Inicialmente fiquei a me perguntar porque tendo ao lado de minha casa um lote vago e totalmente arborizado, os pássaros escolheram a varanda de uma residência ocupada e movimentadíssima, além de um arbusto de baixa estatura e, portanto, nada seguro para edificarem seu lar.

É sabido que as aves costumam usar o poder do vôo justamente para construírem seus ninhos de amor em galhas altas e protegidas das intempéries e dos predadores.

Todos temos um pouco de filosofia de bar, sem o que, acredito eu, a vida haveria de ser ainda mais difícil do que já é. Afinal de contas, poucos são os que têm hoje acesso a um Analista, que lhes desembarace os nós que o mundo teima em fabricar diariamente em nossas mentes limitadas, com questões, humanamente, de difícil entendimento. Então passei a conjecturar, e tentar encontrar uma explicação plausível para o fato.
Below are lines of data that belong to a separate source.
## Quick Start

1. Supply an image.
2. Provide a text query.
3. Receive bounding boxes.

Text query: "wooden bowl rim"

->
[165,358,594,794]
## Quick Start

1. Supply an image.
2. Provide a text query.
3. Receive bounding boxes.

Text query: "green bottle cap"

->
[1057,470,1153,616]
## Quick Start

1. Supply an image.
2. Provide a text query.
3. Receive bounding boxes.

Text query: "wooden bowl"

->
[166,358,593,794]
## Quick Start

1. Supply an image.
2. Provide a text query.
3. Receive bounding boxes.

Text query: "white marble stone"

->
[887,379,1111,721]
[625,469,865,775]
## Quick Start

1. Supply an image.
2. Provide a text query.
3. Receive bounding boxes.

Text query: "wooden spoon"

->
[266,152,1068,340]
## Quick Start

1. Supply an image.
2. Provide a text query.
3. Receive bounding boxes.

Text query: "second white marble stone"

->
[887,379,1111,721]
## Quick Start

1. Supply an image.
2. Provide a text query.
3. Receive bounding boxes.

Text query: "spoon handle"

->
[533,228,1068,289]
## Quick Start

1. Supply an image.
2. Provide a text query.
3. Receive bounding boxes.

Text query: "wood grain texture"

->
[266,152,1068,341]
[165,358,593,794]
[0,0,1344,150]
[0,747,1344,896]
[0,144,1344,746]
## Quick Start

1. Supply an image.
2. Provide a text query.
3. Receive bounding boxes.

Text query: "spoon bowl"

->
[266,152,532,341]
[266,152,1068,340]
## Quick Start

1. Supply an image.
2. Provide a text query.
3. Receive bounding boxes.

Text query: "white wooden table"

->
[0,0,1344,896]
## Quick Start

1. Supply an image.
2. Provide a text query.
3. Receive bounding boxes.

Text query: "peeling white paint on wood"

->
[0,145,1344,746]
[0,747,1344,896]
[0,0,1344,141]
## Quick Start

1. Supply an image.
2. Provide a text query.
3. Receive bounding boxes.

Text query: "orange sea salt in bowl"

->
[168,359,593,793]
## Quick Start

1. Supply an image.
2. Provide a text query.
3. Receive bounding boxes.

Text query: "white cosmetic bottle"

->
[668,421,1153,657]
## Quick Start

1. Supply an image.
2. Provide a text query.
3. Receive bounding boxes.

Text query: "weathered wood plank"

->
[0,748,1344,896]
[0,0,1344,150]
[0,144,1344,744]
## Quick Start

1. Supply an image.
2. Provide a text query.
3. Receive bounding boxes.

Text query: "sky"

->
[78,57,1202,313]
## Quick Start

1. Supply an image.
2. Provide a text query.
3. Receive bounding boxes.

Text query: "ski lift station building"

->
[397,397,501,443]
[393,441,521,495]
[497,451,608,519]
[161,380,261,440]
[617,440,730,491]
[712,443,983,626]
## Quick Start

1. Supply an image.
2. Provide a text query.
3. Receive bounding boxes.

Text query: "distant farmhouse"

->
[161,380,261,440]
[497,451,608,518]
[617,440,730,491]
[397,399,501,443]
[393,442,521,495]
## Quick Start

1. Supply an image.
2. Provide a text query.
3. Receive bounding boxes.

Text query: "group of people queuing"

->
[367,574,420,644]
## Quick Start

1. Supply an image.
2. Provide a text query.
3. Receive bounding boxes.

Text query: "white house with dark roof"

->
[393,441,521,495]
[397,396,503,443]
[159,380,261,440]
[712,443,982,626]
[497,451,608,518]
Imaginei que, a exemplo dos homens, também naquelas criaturinhas, a juventude enche de ímpeto e empolgação coraçõesinhos que, inexperientes e ansiosos, acabam se atirando de corpo e alma em aventuras por vezes bastante arriscadas, em busca da realização de uma paixão recrudescida. Aí, vale mais a realização imediata, do que a paciência cautelosa e lenta que leva a caminhos teoricamente mais seguros mas adia e retarda o prazer incomensurável que é a realização de um sonho.

Passei a observar sistematicamente o progresso daquela obra de suave arquitetura e engenharia, que ia ganhando forma e estrutura cada vez mais definidas com o passar dos dias.

Tudo corria muito bem até que, a partir de um determinado ponto, observei que não existiam mais alterações naquela construção. Se fosse obra pública, eu diria que acabara-se a verba. Não era, e nos dias que se seguiram, fiquei esperando com ansiedade velada que meus novos vizinhos voltassem a labuta.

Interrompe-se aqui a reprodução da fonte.